Who does she trust to help her answer her questions about Ryan’s double life?
“Both Jo and Ryan are police officers, so there’s the police family and her own family. After Ryan dies Jo starts doubting a lot of people in the police force, who are like family to her. Meanwhile her own family is breaking up, especially her relationship with stepson Hal. Jo really doesn’t trust anyone. It’s a real, fast paced whodunit!”

This is your first time playing a copper on British telly. How have you found it?
“It’s so different to anything else I’ve ever done. I’ve never worn a uniform before – I quite like it! You rarely see me in uniform throughout the three parts because Jo’s doing her own investigation and is mainly in her own clothes. It’s great because there are so many cop shows we didn’t want Black Work to be just another one. It’s not that, it’s a psychological thriller with a police side.”

Is there a lot of action?
“There is! They put a steadicam on a quad bike.

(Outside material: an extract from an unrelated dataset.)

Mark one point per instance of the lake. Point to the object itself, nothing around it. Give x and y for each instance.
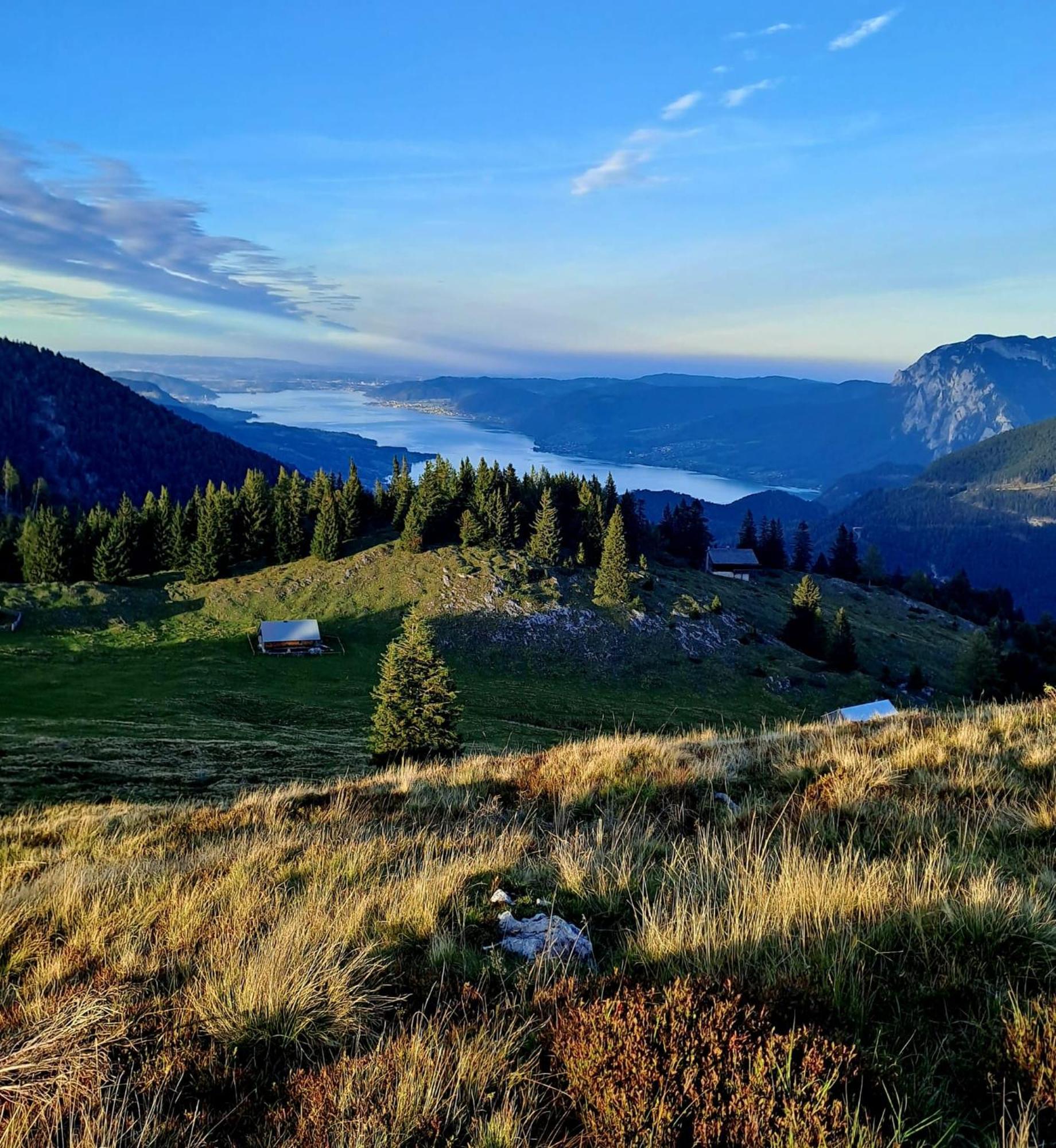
(457, 438)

I remember thinking ‘How fast do they think I can run?’ I went to boot camp for the role, but I was about three weeks too early and started eating pizza again!”

Matthew McNulty plays DS Jack Clark, Jo’s close friend Jack. What can you tell us about their relationship?
“There’s a complication… Jo and Ryan had marital problems so she was hanging out with Jack. They didn’t do anything, but it’s part of Jo’s guilt and grieving, and the reason why she wants to find out who killed her husband. So much happens along the way! The thing about doing a whodunit is you have to be careful not to give it away or no one will watch it! There’s a thrilling ending!”

Black Work premieres on ITV on Sunday, June 21 at 9pm. It also stars Geraldine James and Phil Davis, The Zoo’s Honor Kneafsey, as Jo and Ryan’s daughter, Melly, and Douglas Henshall as DCS Will Hepburn.